Crop experts widens up their knowledge to save cassava plant

In what seems to be the move to help the majority consumers of a cassava plant in the clountrey and all over the world, botanical scientists are struggling the breakthrough of the cassava crop from the verge of extinction. From their research point of view, they have identified the first ever genetic markers associated with resistance to two deadly cassava viral diseases in Tanzania’s grown varieties. The International Institute for Tropical Agriculture (IITA), in a statement availed to media houses over the week end has identified the two varieties as Namikonga and Albert. Mostly grown by Tanzanian farmers, the varieties are capable of withstanding the devastating Cassava Brown Streak Disease (CBSD) and Cassava Mosaic Disease (CMD), unlike other varieties. A team of scientists that has been studying the varieties’ DNA has successfully identified the genetic markers linked to their resistance to each of the viral diseases. The markers can be used to speed up the often long and expensive conventional breeding for cassava varieties with dual resistance to the diseases. “We are very happy with the findings of our studies which are a result of over six years of research. “It is an important milestone in the efforts to revive cassava production in East, Central and Southern Africa where the two diseases remain a serious problem, threatening the region’s food security,” said Morag Ferguson, a molecular breeder at IITA. Ferguson said for West Africa, where there is great fear of CBSD spreading and with devastating effects on the food security, the markers can assist in pre-emptive breeding. Namikonga and Albert, which are genetically related, have been grown by farmers in areas that are hotspots for the two viral diseases for many decades and have shown high resistance despite being subjected to the diseases for a long period.

Cassava tuber

Namikonga is tolerant to CBSD but highly susceptible to CMD while in contrast, Albert is highly susceptible to CBSD but resistant to CMD. The international team, drawing scientists from Tanzania, Kenya, South Africa, and the United States, crossed the two Tanzanian varieties and studied a large population of the progeny over two seasons in two disease hotspots in the country. “The studies have enabled us to better understand the location of genes we suspect are associated with resistance to CBSD in the DNA of the farmer-preferred cassava variety, Namikonga, and CMD in the variety Albert,” noted Ms Esther Masumba, the molecular breeder from the Ministry of Agriculture, Livestock and Fisheries.
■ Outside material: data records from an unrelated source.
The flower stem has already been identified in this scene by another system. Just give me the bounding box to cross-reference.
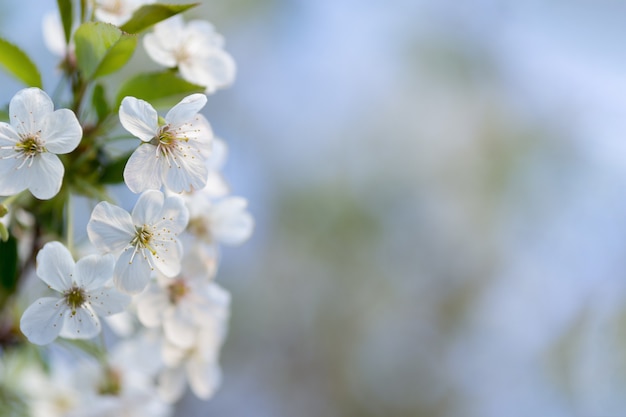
[66,191,74,254]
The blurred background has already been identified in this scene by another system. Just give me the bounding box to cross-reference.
[5,0,626,416]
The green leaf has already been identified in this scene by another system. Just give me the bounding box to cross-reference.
[0,223,7,242]
[92,83,110,122]
[115,71,205,108]
[57,0,73,44]
[0,37,42,88]
[0,234,18,301]
[99,151,133,184]
[74,22,137,79]
[120,3,199,34]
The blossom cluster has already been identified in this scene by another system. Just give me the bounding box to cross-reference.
[0,1,252,415]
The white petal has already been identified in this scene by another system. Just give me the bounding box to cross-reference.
[185,20,222,51]
[132,189,164,225]
[74,253,115,290]
[0,122,20,148]
[143,32,177,68]
[136,286,169,327]
[119,96,158,142]
[162,339,186,366]
[186,360,221,400]
[87,287,131,316]
[163,308,196,349]
[42,12,68,57]
[180,51,236,94]
[59,306,101,339]
[20,297,66,345]
[211,197,254,245]
[9,88,54,136]
[27,153,65,200]
[40,108,82,154]
[123,143,163,193]
[179,114,213,157]
[158,193,189,233]
[151,15,185,52]
[114,246,153,294]
[165,94,207,128]
[203,172,229,198]
[36,241,75,292]
[87,201,134,253]
[163,145,208,193]
[157,367,186,403]
[0,156,28,197]
[151,239,182,278]
[206,137,227,171]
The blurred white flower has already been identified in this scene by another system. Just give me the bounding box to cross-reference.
[202,137,230,198]
[20,242,130,345]
[94,0,154,26]
[136,252,230,349]
[157,305,230,403]
[87,190,189,294]
[42,11,73,58]
[143,15,236,94]
[187,196,254,246]
[78,334,171,417]
[0,88,82,200]
[119,94,213,193]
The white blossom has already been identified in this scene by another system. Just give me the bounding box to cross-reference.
[187,196,254,246]
[87,190,189,294]
[157,296,230,403]
[94,0,154,26]
[42,12,72,58]
[119,94,213,193]
[136,250,230,349]
[0,88,82,200]
[71,350,171,417]
[19,242,130,345]
[143,15,236,94]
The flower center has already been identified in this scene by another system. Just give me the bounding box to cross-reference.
[151,124,188,169]
[63,286,86,313]
[158,125,176,146]
[98,367,122,396]
[167,279,189,304]
[16,135,44,156]
[174,48,191,64]
[130,224,156,255]
[0,134,46,168]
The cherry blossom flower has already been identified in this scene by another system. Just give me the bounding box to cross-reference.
[143,15,236,94]
[94,0,154,26]
[86,190,189,294]
[119,94,213,193]
[187,137,230,200]
[19,242,130,345]
[0,88,82,199]
[157,301,230,403]
[187,196,254,246]
[136,250,230,349]
[42,11,72,58]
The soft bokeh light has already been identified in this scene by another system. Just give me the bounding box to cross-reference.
[4,0,626,416]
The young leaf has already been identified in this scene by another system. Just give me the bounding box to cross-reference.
[0,38,42,88]
[57,0,73,44]
[115,71,204,108]
[120,3,199,34]
[74,22,138,79]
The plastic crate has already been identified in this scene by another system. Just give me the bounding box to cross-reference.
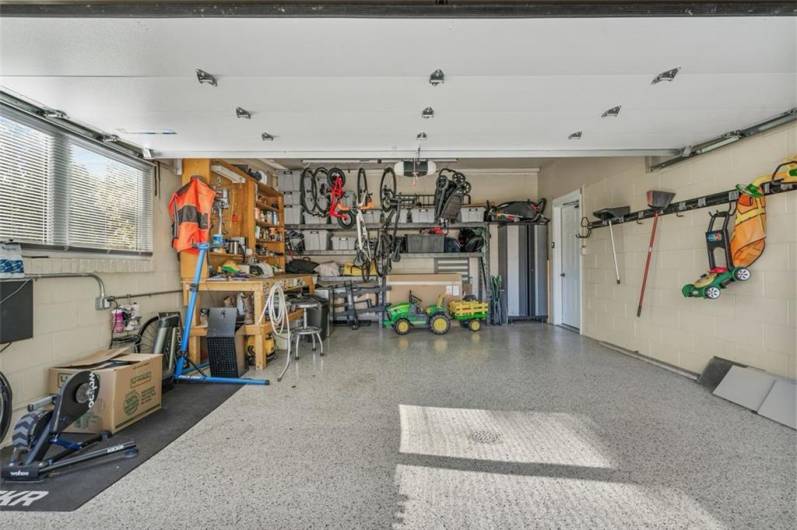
[284,205,302,225]
[406,234,444,253]
[304,230,329,251]
[458,206,485,223]
[331,232,357,251]
[410,207,435,224]
[278,170,302,191]
[304,213,329,225]
[363,209,381,224]
[283,191,301,206]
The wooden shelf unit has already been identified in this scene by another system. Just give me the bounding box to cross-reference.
[178,158,286,278]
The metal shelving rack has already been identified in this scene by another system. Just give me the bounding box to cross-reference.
[288,220,492,300]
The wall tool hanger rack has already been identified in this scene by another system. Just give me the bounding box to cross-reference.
[585,177,796,232]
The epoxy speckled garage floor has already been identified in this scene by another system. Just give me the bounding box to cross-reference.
[2,323,795,529]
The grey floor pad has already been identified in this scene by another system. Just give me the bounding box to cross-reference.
[757,379,797,430]
[712,365,777,411]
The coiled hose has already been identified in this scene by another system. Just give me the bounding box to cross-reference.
[257,283,292,382]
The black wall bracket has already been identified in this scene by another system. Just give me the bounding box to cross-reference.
[586,179,796,230]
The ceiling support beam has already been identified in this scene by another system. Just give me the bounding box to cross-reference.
[1,2,794,19]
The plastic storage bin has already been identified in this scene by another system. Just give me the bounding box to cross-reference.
[410,207,435,224]
[304,213,329,225]
[405,234,444,253]
[304,230,329,251]
[278,170,302,191]
[282,191,301,206]
[363,209,381,224]
[458,206,485,223]
[331,232,357,251]
[284,205,302,225]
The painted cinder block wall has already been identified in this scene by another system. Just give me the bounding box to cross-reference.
[539,123,797,378]
[0,165,183,419]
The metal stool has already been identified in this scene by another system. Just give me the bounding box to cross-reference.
[290,297,324,359]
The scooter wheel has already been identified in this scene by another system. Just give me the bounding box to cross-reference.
[734,268,751,282]
[705,286,721,300]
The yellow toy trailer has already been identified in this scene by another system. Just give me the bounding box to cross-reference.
[448,299,489,332]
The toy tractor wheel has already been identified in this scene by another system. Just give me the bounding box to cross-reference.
[468,320,481,332]
[430,314,450,335]
[394,318,411,335]
[734,268,751,282]
[705,286,721,300]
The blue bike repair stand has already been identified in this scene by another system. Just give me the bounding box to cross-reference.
[173,243,269,385]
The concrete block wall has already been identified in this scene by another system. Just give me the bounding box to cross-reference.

She added, “Once validated, this will help speed up breeding through marker-assisted selection (MAS) which shortens the breeding cycle and reduces the offspring population that breeders have to work with. Breeders will be able to quickly narrow down from the thousands of offspring to only those with the desired markers.” She was part of the research team and conducted the study as part of her PhD studies at the University of Pretoria, South Africa. Most of the cassava breeding programmes in Africa use purely conventional breeding methods that are laborious and expensive due to long breeding cycles and the need for large field trials. The application of molecular markers in breeding and selection of crop varieties can both reduce breeding time and costs. The research team will now continue to validate these markers for their applicability in marker assisted breeding (MAB).